Utilisant un procédé qui rend parfois les images plurielles, en s’inspirant de photographies de Raymond Depardon et de Paul Rousteau, Céline Sallette montre bien comment Niki a vécu dans un tourbillon durant cette décennie avec le passage par la case de l’hôpital psychiatrique et de traitement de choc en vogue à une époque où le cerveau restait encore une terra incognita et les traitements rudimentaires.

Pour pallier l’interdiction d’utiliser des œuvres de Niki de Saint Phalle, la réalisatrice s’est concentrée sur un portrait psychologique et, sans doute inspirée par le portrait de Picasso au travail, filmé par Henre-Georges Clouzot, elle « montre » les œuvres à travers le regard de l’artiste. Elle souligne : « Ce qui m’intéressait c’était de voir Niki se métamorphoser et le point de vue de l’œuvre me semblait tout à fait approprié. Il ne s’agissait pas de savoir ce que le spectateur pouvait penser des œuvres elles-mêmes, mais de voir l’artiste aux prises avec sa création, au plus près, dans sa catharsis ».
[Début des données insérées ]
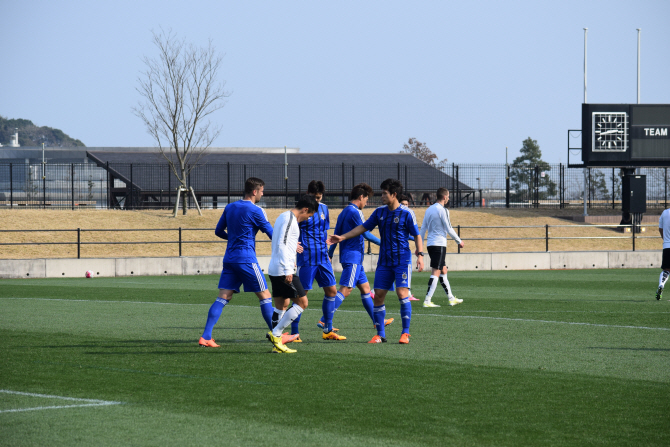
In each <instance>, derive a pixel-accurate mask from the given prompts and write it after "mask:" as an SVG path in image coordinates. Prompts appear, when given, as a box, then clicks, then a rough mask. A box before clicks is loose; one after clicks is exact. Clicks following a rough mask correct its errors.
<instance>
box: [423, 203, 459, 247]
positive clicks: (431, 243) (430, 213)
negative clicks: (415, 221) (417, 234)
mask: <svg viewBox="0 0 670 447" xmlns="http://www.w3.org/2000/svg"><path fill="white" fill-rule="evenodd" d="M426 234H428V237H426ZM447 234H448V235H449V236H451V238H452V239H453V240H455V241H456V243H458V244H460V243H461V238H460V237H458V234H456V231H454V229H453V227H452V226H451V222H450V221H449V211H448V210H447V209H446V208H445V207H443V206H442V205H440V204H439V203H435V204H434V205H431V206H430V207H428V209H427V210H426V214H425V215H424V216H423V222H422V223H421V239H423V240H424V241H426V247H446V246H447Z"/></svg>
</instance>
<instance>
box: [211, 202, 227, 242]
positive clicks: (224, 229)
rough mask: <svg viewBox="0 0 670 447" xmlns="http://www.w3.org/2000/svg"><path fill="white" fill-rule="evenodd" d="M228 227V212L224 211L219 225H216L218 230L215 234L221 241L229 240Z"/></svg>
mask: <svg viewBox="0 0 670 447" xmlns="http://www.w3.org/2000/svg"><path fill="white" fill-rule="evenodd" d="M227 227H228V222H227V221H226V210H225V209H224V210H223V214H221V218H220V219H219V223H217V224H216V229H215V230H214V234H215V235H217V236H218V237H220V238H221V239H225V240H228V234H227V233H226V228H227Z"/></svg>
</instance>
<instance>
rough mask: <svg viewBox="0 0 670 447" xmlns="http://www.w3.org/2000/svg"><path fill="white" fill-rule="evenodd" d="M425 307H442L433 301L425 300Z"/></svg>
mask: <svg viewBox="0 0 670 447" xmlns="http://www.w3.org/2000/svg"><path fill="white" fill-rule="evenodd" d="M423 307H440V305H439V304H435V303H433V302H432V301H424V302H423Z"/></svg>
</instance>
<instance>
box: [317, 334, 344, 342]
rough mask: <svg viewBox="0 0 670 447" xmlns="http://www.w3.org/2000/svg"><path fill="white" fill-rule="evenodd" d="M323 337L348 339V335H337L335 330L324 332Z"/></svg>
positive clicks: (329, 338) (326, 338)
mask: <svg viewBox="0 0 670 447" xmlns="http://www.w3.org/2000/svg"><path fill="white" fill-rule="evenodd" d="M322 337H323V339H324V340H338V341H342V340H346V339H347V337H345V336H343V335H337V334H336V333H335V332H328V333H327V334H326V333H325V332H324V333H323V335H322Z"/></svg>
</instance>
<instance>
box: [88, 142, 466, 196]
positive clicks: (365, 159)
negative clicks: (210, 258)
mask: <svg viewBox="0 0 670 447" xmlns="http://www.w3.org/2000/svg"><path fill="white" fill-rule="evenodd" d="M87 156H88V158H89V159H90V160H92V161H93V162H95V163H96V164H97V165H98V166H100V167H102V168H105V169H107V170H108V171H109V173H110V175H112V176H113V177H114V178H116V179H119V180H121V181H123V182H124V183H126V184H129V186H130V184H132V187H133V188H134V189H135V190H136V191H138V192H142V193H147V194H148V193H151V194H157V193H158V192H159V191H168V190H173V189H174V188H175V187H176V186H177V184H176V180H175V179H174V177H173V176H172V175H170V172H169V168H168V164H167V162H166V161H165V160H164V159H163V158H162V157H161V156H160V155H159V154H158V153H155V152H154V153H151V152H146V151H143V152H116V151H88V152H87ZM287 159H288V169H287V171H288V181H285V173H284V154H283V153H253V152H239V153H213V154H208V155H205V156H204V157H203V158H202V159H201V160H200V163H199V166H198V167H196V168H195V169H194V170H193V171H192V172H191V175H190V176H189V183H190V186H192V187H193V189H194V190H195V191H196V194H197V195H199V196H203V195H204V196H210V195H226V194H230V195H241V194H242V193H243V189H244V181H245V180H246V179H247V178H248V177H259V178H261V179H263V181H264V182H265V190H264V191H265V194H266V195H284V194H289V195H298V194H301V193H304V192H306V191H307V185H308V183H309V182H310V181H311V180H321V181H323V182H324V184H325V186H326V194H327V195H343V194H348V193H349V191H350V190H351V188H352V187H353V186H354V185H356V184H358V183H361V182H365V183H368V184H369V185H371V186H372V187H373V189H378V188H379V185H380V184H381V182H382V181H384V180H385V179H387V178H397V179H399V180H400V181H401V182H402V183H403V185H404V188H405V190H406V191H408V192H412V193H415V194H416V193H434V192H435V191H436V190H437V188H439V187H446V188H448V189H450V190H456V189H459V190H462V191H471V190H472V189H473V188H471V187H470V186H468V185H465V184H463V183H462V182H456V181H454V179H453V178H452V177H451V176H450V175H448V174H446V173H445V172H443V171H441V170H439V169H437V168H435V167H433V166H430V165H428V164H426V163H424V162H423V161H421V160H419V159H417V158H416V157H414V156H412V155H410V154H404V153H355V152H354V153H336V154H333V153H289V154H288V155H287Z"/></svg>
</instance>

Cette absence a néanmoins du défaut : jouant beaucoup sur les coups d’éclat, les cris qui accompagnent les élans créatifs de Niki, la réalisatrice finit par s’enfermer dans un processus qui, devenant un peu systématique, réduit la force de ce biopic jouissant par ailleurs d’un casting des plus solides.

Pour compléter ce biopic, on pourra aller voir l’exposition Niki de Saint Phalle, Jean Tinguely, Pontus Hultén (titre provisoire), que le Centre Pompidou et le Grand Grand Palais présenteront du 6 juin 2025 au 4 janvier 2026 (au Grand Palais).